We know that God loves us because He sent His Son, because He prepared for Him a body. And that might be the only sign you can see, that God loves you. And perhaps this Advent and this Christmas, it seems particularly dark. But we do not look around at the circumstances of our life to determine if God loves us or not. We look to Jesus.

Jeffrey Heine:

He is the eternal sign that we have. The Father sent the Son. He prepared for Him a body, a body with flesh to be pierced for our transgressions, and a body with blood to establish a new covenant in His grace, a body that lived and moved and breathed, that died and rose again. Because through this body, God has done more than can be told. And now we turn our attention to this table of grace, the table that was given to us that we might return over and over to the provision and the sufficiency of that body and that blood of Jesus, sufficient to atone for our sin, sufficient to secure for us righteousness, and sufficient to manifest for us to see the unfathomable love of God.

Jeffrey Heine:

And it's also at this table where we hear the words, the body of Christ given for you and His blood poured out for you. Because on the night that Jesus was betrayed, when He was with His disciples, He took the bread and He broke it. And he said, This is my body, which is given for you. Likewise, after blessing the cup, he said, this is the cup of the new covenant, which is established in my blood.

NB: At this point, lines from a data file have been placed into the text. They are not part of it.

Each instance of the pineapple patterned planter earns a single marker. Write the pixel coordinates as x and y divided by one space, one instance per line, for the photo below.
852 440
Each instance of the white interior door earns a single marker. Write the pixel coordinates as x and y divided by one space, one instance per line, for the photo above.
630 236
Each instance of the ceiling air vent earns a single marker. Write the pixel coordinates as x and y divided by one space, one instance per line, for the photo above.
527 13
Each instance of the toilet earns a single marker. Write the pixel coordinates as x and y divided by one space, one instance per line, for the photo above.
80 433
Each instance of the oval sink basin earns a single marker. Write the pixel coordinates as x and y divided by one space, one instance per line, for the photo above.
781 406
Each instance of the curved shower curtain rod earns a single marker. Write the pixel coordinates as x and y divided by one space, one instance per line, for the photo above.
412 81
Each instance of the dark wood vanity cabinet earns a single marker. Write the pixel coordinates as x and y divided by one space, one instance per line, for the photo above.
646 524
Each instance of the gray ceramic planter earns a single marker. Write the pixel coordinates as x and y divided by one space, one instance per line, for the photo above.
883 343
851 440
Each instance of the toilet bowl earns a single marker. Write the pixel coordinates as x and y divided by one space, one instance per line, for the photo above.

The apostle Paul later tells us that as often as we eat of this bread and we drink of this cup, we proclaim Christ's death until He comes again, that second advent that we are longing for.

Jeffrey Heine:

I wanna caution, just like the Christmas story, the table can become quite familiar. There can be a danger in that. In that familiarity, we can forget the wildness of God meeting us in this place to take bread. Not to shock you, it came from Publix. It spread in this alcohol free wine.

Jeffrey Heine:

And if you've got questions about that, so do I. But somehow, God takes these simple things and meets us. He meets us in this common bread and this common wine, and He feeds us and nourishes our very souls, that which we are most hungering for, God Himself. He meets us, and He nourishes our souls. And what I would ask is is as we generally have, like, some time of quiet before we come forward, and the way that we'll take it is down these center aisles and break off a piece of the bread.

Jeffrey Heine:

And that's when you'll hear, as you dip it into the cup, this is the body of Christ given for you and his blood poured out for you. That you would take and then return along these outer aisles. But before you come forward, I just ask this. Rather than trying to work your way up to some thinking, some idea of how great and wild this table is. Take a moment and just ask that the Lord would help you to believe that you don't have to go up because He came down to our common places.

Jeffrey Heine:

Nothing should be familiar or common anymore. Once he set foot on the earth he created. And so we come into the mystery of this meal to tear this bread, to dip it into the cup, and to feast on Christ himself. And so let me pray for us in this time, and then our servers will come forward. O God, would you take these common things, bread and wine, and make them for us more than we can imagine, that they would be for us a nourishment to our souls, to strengthen us and our faith, our trust that You are who You say You are and that every promise will be fulfilled.

Jeffrey Heine:

Oh, Spirit, would You meet with us in this time and do what You do so beautifully, direct our attention and our affections to Jesus alone? Would You bless this time for the good of Your children and the glory of Your name? Amen.